Though in this passage Paul uses episkopos, he is actually incorporating both ideas. Those who have oversight—what the bishops do—are to be those who are mature in the faith, the elders. Likewise, those who are the elders in the faith are to exercise this kind of spiritual rule. You get a very good statement of what the elders are to do in Paul’s farewell to the Ephesian elders, which we have recorded in the twentieth chapter of Acts.

Therefore, as we think about church leadership, it is right to begin with the deaconate because it’s in the office of deacon that we see this servanthood of Christian leadership most exemplified.
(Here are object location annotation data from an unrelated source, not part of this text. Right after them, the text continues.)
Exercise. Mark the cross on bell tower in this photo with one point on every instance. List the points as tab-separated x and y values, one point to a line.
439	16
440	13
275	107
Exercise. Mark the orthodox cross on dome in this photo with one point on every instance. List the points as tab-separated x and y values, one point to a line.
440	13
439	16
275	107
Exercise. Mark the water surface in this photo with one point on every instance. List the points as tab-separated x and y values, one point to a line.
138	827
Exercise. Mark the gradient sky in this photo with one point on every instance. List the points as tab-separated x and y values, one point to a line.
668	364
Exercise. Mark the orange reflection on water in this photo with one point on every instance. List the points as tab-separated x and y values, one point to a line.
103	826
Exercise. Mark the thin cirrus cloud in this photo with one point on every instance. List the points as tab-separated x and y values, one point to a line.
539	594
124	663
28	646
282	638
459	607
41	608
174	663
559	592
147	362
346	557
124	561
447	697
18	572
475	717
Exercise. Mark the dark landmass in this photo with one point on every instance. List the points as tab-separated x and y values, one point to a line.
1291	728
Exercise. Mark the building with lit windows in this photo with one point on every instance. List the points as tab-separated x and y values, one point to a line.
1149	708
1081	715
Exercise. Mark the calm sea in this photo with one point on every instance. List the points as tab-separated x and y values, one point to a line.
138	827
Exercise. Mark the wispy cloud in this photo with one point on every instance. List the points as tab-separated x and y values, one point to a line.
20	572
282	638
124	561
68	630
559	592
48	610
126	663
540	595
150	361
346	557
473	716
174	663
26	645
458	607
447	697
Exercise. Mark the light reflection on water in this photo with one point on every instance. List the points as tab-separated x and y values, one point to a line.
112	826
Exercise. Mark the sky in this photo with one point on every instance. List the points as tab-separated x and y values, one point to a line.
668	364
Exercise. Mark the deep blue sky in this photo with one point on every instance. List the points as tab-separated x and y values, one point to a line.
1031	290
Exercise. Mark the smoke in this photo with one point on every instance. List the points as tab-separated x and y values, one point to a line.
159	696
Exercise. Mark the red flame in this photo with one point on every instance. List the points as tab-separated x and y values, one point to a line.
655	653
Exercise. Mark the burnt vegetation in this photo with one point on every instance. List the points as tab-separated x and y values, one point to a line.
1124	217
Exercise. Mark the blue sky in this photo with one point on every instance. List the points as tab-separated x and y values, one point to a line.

You remember that the office of deacon is instituted in the sixth chapter of Acts, and it’s a very interesting passage to study because it teaches us certain principles of Christian leadership. It teaches us, for example, that there’s to be a division of responsibility. The problem that needed to be addressed in Acts 6 was that the apostles were doing everything because they were the only acknowledged leaders. There was too much work to do, and other needs kept coming up that kept the apostles from their primary focus. They needed others to help with these other matters. And so deacons were elected for those particular responsibilities. 

As Paul is writing to Timothy, he encourages Timothy to seek out in the churches those who are able to assume the positions of responsibility in order that the work of God might go forward and not be hindered. And in our passage, he talks about elders and deacons—the two offices of leadership within the church. Speaking of the office of overseer, or elder, he says that anyone who desires to serve in this way pursues “a noble task.” The King James Version translates it as “a good work.” Paul commends those who want to serve as elders, and deacons as well. It is far better to aspire to leadership in the church than to leadership in politics or some other secular avenue of leadership, though God may give Christians the calling to do that as well. Poor is the church that doesn’t have a liberal sprinkling of those who can assume these positions of leadership. 

Therefore, having spoken in the first two chapters about strong doctrine, he goes on in chapter 3 to speak about strong leadership. This is important because the doctrines need to make their way in the church through those whom God calls to particular forms of service. So when we think about the church, whether in Paul’s day or in ours, leadership is an area in which we want to concentrate as well.